Sarai was my little princess, the only girl I could relate to, the one I could dress and attempt to comb hair for (I say “attempt” because she didn’t have much hair before she became a teenage and my hair-doing skills were mediocre most days). I didn’t want to love her, but I did anyway.

As she grew older, her status as my little baby changed too. But only in a few ways. Whenever I came home

Sarai, Yonkers Apartment, December 23, 1995. Donald Earl Collins

to 616 for the holidays or visits, Sarai would say “hi,” give me a hug, and hold out her right hand for some money. Sometimes I gave her some walking around money, other times I didn’t — I was a poor student for most of the ’90s. It took awhile, but the little girl who was my sister grew up enough to live on her own a few short years before she died. That’s part of how I’d like to remember Sarai.

The first song I ever sang to her outside of lullabies was Starship’s “Sara.” It was the winter of ’86, a quarter-century ago, and Sarai didn’t care too much for my rendition of the song, with my high-falsetto flourishes and adjustments of “Sara” to “Sarai” throughout. (By the way, for those of you who aren’t practicing religious Jews or Judeo-Christian scholars, Sarai was the name of Abram’s wife before God ordained that their names would become Sarah and Abraham.) Of course, I usually sang it to her when she became petulant or when she was teasing her older brothers.
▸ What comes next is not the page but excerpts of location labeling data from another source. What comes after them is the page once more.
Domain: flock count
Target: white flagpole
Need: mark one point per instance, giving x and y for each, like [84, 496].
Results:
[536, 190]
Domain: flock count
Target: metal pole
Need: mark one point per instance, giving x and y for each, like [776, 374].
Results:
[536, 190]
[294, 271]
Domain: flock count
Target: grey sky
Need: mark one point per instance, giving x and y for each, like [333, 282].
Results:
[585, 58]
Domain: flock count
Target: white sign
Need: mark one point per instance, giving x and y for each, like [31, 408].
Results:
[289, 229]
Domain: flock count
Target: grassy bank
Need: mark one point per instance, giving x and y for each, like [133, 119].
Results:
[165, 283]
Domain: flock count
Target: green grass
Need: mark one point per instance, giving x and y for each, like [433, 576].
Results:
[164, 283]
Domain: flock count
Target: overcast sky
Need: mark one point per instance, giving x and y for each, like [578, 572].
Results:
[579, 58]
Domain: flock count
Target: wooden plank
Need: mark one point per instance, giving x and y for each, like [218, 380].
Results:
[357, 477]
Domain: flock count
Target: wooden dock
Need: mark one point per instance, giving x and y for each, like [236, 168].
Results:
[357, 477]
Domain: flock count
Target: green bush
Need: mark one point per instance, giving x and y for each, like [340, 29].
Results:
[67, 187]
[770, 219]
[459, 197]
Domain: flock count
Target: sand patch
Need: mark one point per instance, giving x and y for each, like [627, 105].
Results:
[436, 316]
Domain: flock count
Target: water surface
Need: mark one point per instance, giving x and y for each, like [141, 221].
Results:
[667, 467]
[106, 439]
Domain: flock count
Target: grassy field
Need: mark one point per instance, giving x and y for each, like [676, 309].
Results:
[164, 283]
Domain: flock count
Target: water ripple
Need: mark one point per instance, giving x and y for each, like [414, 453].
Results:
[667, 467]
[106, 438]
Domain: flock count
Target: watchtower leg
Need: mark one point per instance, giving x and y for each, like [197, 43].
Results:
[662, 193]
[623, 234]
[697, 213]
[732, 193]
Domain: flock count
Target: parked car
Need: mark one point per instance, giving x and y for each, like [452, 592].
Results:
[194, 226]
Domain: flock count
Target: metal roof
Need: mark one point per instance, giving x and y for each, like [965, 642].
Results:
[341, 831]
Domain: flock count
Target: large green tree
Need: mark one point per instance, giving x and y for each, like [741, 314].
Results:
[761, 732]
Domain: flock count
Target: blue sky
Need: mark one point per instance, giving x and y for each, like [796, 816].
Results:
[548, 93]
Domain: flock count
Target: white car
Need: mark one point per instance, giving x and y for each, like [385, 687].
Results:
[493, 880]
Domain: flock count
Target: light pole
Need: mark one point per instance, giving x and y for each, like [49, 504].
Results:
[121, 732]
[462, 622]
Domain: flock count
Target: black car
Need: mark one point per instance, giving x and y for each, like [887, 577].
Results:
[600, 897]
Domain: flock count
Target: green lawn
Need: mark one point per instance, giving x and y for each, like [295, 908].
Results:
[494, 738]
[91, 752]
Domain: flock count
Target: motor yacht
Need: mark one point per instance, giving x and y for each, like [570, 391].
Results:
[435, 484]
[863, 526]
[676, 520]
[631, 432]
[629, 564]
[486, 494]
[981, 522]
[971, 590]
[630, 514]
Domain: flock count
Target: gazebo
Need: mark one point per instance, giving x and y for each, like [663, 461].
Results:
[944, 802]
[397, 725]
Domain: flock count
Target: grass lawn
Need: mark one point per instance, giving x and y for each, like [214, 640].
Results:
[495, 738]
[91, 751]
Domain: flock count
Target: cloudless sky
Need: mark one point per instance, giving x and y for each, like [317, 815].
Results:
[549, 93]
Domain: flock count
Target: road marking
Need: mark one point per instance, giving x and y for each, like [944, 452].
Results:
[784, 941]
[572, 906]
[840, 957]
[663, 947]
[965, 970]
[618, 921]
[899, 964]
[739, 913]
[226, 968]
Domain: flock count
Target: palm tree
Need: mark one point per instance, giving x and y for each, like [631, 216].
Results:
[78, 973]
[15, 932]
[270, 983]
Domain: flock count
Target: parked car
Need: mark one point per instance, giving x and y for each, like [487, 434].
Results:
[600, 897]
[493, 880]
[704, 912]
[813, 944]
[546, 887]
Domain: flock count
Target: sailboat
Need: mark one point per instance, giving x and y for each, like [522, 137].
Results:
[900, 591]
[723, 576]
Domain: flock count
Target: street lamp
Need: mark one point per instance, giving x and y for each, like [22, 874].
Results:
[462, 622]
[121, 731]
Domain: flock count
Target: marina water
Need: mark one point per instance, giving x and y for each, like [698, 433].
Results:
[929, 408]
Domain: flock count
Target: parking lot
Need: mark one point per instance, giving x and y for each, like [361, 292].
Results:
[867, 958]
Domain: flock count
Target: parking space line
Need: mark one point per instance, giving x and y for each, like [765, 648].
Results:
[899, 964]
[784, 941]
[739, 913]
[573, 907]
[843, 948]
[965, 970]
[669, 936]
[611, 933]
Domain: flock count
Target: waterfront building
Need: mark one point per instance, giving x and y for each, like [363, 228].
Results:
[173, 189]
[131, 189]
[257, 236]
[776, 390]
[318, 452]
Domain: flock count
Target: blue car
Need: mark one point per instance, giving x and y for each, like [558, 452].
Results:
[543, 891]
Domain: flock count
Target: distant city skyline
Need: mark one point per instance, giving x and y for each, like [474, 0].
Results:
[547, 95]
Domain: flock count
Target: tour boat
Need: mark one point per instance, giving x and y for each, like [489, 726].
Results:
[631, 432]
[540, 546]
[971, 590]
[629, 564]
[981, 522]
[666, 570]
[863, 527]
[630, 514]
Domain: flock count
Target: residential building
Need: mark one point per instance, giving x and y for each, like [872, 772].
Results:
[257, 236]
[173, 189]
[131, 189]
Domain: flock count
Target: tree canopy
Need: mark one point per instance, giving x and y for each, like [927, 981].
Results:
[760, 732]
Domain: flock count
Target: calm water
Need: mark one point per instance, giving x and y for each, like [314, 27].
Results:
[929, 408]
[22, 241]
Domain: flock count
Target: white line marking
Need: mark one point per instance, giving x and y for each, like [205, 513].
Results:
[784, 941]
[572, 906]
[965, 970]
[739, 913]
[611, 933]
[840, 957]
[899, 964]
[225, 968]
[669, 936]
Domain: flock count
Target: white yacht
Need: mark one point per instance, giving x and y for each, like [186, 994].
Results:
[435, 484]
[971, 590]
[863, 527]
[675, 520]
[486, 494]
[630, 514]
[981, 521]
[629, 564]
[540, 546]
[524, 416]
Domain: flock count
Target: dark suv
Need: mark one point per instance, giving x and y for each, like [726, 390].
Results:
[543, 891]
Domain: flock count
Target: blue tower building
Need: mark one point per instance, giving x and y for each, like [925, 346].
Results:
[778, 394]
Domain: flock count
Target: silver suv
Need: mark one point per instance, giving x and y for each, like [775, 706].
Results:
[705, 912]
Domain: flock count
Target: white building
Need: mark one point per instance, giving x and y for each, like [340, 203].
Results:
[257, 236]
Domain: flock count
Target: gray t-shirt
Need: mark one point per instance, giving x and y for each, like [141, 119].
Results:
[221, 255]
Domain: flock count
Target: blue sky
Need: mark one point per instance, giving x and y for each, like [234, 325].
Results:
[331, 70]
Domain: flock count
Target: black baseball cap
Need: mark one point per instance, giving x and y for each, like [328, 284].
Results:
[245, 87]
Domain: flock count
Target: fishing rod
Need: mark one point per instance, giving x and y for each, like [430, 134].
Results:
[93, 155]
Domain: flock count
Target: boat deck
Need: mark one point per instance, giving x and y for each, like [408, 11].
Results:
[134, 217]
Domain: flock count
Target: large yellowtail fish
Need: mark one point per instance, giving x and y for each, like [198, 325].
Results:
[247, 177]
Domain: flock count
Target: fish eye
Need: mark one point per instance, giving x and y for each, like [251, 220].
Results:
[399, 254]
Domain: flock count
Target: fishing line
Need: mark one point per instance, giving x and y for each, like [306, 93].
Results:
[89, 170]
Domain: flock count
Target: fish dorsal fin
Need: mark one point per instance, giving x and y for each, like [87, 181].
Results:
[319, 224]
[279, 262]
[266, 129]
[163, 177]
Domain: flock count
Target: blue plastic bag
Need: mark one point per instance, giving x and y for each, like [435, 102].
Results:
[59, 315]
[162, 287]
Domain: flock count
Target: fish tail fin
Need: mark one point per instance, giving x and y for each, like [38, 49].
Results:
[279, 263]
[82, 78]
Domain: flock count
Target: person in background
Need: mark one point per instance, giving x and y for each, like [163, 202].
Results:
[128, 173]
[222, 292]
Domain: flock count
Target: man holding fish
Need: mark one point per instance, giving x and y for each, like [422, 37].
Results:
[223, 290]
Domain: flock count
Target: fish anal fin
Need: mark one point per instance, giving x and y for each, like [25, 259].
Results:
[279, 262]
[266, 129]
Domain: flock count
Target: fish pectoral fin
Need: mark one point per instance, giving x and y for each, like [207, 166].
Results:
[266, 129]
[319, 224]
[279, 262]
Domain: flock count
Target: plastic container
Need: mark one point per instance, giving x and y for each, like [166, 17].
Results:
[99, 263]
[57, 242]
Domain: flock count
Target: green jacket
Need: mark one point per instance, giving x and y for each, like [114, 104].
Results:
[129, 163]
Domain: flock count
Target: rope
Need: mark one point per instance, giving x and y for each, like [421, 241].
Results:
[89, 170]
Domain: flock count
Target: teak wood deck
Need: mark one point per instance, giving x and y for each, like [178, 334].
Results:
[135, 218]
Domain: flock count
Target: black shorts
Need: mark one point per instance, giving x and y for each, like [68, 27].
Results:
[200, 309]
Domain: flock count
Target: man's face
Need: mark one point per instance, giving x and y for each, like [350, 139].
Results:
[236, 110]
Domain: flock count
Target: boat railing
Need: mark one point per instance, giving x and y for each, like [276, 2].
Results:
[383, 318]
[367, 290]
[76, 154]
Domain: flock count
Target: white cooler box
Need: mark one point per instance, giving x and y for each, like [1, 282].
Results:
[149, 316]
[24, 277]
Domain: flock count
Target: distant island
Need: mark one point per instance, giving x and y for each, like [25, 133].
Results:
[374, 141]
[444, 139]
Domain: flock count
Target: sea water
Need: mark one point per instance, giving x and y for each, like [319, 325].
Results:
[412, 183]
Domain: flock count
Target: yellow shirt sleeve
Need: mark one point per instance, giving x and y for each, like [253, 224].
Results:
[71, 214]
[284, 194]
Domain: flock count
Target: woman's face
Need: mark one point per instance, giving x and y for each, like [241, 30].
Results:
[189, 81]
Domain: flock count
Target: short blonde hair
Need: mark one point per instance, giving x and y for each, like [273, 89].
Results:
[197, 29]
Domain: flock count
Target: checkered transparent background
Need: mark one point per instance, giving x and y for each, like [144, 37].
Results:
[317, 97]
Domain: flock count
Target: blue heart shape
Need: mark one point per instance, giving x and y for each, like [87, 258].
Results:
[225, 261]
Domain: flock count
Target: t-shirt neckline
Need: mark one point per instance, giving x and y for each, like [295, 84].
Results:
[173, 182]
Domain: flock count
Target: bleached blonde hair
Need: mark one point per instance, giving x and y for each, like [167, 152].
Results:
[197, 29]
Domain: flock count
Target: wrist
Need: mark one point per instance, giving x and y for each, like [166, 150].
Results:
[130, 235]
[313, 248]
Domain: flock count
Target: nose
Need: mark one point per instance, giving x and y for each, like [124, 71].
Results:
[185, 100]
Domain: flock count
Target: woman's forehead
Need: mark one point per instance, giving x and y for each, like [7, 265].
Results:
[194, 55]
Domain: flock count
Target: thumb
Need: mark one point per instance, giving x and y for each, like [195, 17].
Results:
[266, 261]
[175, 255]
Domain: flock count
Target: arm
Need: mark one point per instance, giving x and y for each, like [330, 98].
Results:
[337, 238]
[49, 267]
But what I should’ve been singing to her was Fleetwood Mac’s “Sara.” I should’ve been singing “wait a minute baby, stay a little while…” It would’ve been so much more appropriate. Sarai was a “poet in my heart.” She never really changed, and luckily, she never stopped living her life. And now she’s gone, and has been gone for more than seven months now. My life seems more empty, my family even less of a family, than it was before. Hopefully, I’ll see her again, whenever I’m finally called home.